From here, there’s then a final set of manual testing. This is currently a check list in Excel with a list of steps to take, e.g. for the results xml control, we check that we can see the XML, transform it and download it. We typically don’t perform all of these tests for each release unless we’ve worked on that area / might have affected it. They can typically be performed in about 20-30 minutes, but that’s still a significant hit on developers’ time. The tester will then use our Excel addin to upload the test results (for audit trail purposes) to the dog fooding instance. This also has the effect of dogfooding the Excel integration.

Although this latter statement might seem that we’re ignoring our own imploration of testing everything, we mention it because it highlights the reality of software development in that testing budgets (time or money) are limited and that people have to make choices as to where to best spend their budgets. For these specific tests, it’s possible to automate most of them, but doing so would take a reasonable length of time and we think it’s not the highest priority task right now.

TLDR – We’ve adopted the approach of automating everything as much as possible using the full range of testing tools available to us (and will continue to do so) but where the cost of automation is currently greater than the cost of manual testing, then we are willing to make that choice.

Docker image

Although internally, we treat the API and UI as distinct projects, this is neither how an end user would think of them nor how we ship them publicly. To that end, we have a CI process which combines all of the various dependencies together to generate the actual Docker image that we upload to the public repository.

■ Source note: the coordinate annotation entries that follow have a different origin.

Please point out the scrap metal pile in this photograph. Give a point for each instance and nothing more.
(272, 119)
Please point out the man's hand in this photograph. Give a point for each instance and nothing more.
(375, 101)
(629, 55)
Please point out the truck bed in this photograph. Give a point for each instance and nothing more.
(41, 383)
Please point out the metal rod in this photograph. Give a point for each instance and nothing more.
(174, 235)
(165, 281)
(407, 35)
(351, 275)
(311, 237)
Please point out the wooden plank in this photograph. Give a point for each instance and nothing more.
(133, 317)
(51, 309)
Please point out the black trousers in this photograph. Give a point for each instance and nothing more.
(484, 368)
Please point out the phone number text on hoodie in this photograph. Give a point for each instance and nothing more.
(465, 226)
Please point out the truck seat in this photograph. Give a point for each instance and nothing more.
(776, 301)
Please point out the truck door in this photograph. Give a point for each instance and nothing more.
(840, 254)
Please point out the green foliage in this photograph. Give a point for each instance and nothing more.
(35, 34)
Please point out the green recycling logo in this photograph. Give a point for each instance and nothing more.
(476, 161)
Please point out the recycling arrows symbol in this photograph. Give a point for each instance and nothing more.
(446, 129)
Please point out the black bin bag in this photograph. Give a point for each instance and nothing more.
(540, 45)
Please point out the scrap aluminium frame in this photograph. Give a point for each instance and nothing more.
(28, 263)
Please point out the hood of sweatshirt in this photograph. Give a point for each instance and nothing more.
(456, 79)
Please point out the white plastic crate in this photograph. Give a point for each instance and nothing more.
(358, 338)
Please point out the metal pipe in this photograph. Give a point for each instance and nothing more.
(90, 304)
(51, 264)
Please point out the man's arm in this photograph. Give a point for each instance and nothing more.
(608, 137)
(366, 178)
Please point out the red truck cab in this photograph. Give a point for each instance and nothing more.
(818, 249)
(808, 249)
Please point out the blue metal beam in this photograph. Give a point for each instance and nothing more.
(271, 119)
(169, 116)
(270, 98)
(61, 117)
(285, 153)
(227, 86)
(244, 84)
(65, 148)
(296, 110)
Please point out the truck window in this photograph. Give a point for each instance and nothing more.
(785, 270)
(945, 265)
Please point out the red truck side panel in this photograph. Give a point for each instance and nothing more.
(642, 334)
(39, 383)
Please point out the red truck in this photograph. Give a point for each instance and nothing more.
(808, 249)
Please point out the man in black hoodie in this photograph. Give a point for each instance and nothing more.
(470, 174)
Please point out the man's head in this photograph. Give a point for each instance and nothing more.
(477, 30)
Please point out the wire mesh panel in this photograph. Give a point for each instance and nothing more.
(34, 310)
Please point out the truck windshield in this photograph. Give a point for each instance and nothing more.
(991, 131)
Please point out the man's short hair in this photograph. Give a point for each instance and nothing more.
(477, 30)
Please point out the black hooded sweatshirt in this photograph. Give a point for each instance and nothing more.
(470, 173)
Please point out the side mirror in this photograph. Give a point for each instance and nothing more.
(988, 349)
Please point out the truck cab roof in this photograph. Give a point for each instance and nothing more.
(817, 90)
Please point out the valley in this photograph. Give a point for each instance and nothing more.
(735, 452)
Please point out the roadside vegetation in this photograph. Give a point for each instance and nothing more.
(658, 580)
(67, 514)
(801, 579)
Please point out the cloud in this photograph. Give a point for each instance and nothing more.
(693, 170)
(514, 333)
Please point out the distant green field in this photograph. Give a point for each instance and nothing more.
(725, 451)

In order to ensure that this docker image behaves in the expected manner, we run multiple levels of tests:

  • Installer tests
    • Check that a completely fresh instance can be installed
    • Check that a new server against a valid DB instance can work
      • No DB upgrade needed
      • DB upgrade needed
    • Check that invalid states are handled
    • Check valid states just starts
  • Re-running API tests

Again, these results are uploaded to our dogfooding instance of Conical (dogfood-deployment). As with the API example, failures here are deemed to fail the whole build.

These results are all uploaded with an appropriate tag so that they can be identified as having come from a particular build pipeline, e.g. ci-123.

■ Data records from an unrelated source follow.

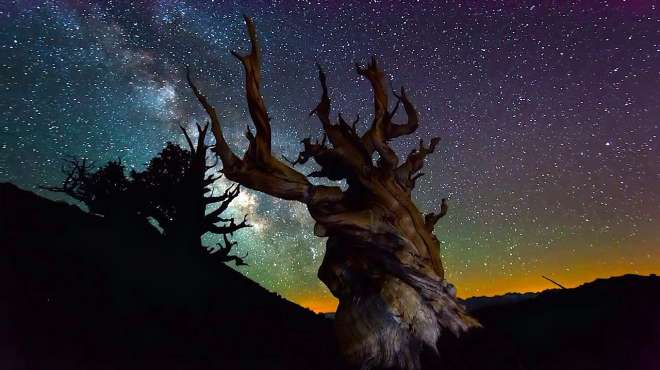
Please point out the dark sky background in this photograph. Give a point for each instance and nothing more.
(549, 114)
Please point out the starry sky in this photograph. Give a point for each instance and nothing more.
(549, 113)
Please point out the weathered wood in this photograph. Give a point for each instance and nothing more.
(382, 259)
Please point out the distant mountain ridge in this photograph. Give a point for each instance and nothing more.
(84, 294)
(81, 293)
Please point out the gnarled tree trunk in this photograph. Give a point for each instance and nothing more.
(382, 260)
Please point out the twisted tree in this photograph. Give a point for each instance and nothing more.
(382, 260)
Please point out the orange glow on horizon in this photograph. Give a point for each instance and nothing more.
(326, 303)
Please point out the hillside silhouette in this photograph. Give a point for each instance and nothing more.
(83, 292)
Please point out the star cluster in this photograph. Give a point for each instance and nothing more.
(548, 114)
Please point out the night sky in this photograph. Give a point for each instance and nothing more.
(549, 116)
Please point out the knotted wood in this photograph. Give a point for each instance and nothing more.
(382, 259)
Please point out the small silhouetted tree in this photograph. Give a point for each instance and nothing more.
(177, 193)
(173, 190)
(103, 191)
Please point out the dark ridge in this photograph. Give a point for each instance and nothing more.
(83, 292)
(80, 294)
(476, 303)
(606, 324)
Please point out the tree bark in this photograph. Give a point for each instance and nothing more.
(382, 259)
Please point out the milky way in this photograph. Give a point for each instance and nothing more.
(548, 115)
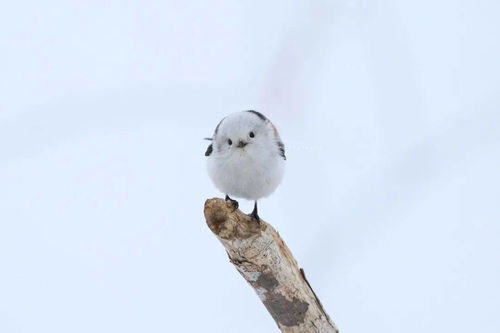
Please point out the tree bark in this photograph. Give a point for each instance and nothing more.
(263, 259)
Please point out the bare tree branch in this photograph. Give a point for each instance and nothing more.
(263, 259)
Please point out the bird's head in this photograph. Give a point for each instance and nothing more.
(243, 133)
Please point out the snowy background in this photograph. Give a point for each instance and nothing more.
(391, 200)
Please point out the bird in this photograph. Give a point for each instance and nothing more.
(246, 157)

Once all of the tests have run, then we use the command line evidence set creator tool to create an evidence set containing all of the testing evidence from that pipeline, no matter how it was created (API tests, DB tests etc.). We use this to double check that all of the testing has actually been run and that there hasn’t been a CI configuration problem etc.

After the automated tests have been run and the candidate image is ready, we can launch a CI job which spawns up a completely fresh instance of Conical using the candidate Docker image which is then populated (using the same population tool as we use for the demo instance). This allows us to perform some last minute sanity checks before we upload to the public Docker repository.

Future plans

Our future plans to improve the testing include:

  • Automating more of the UI tests
  • Running the UI tests against additional browsers / devices.
  • Updating the Excel checklist with an in-tool ‘test book’.
  • Using the dashboard functionality to provide a summary page for a release (we currently use an evidence set)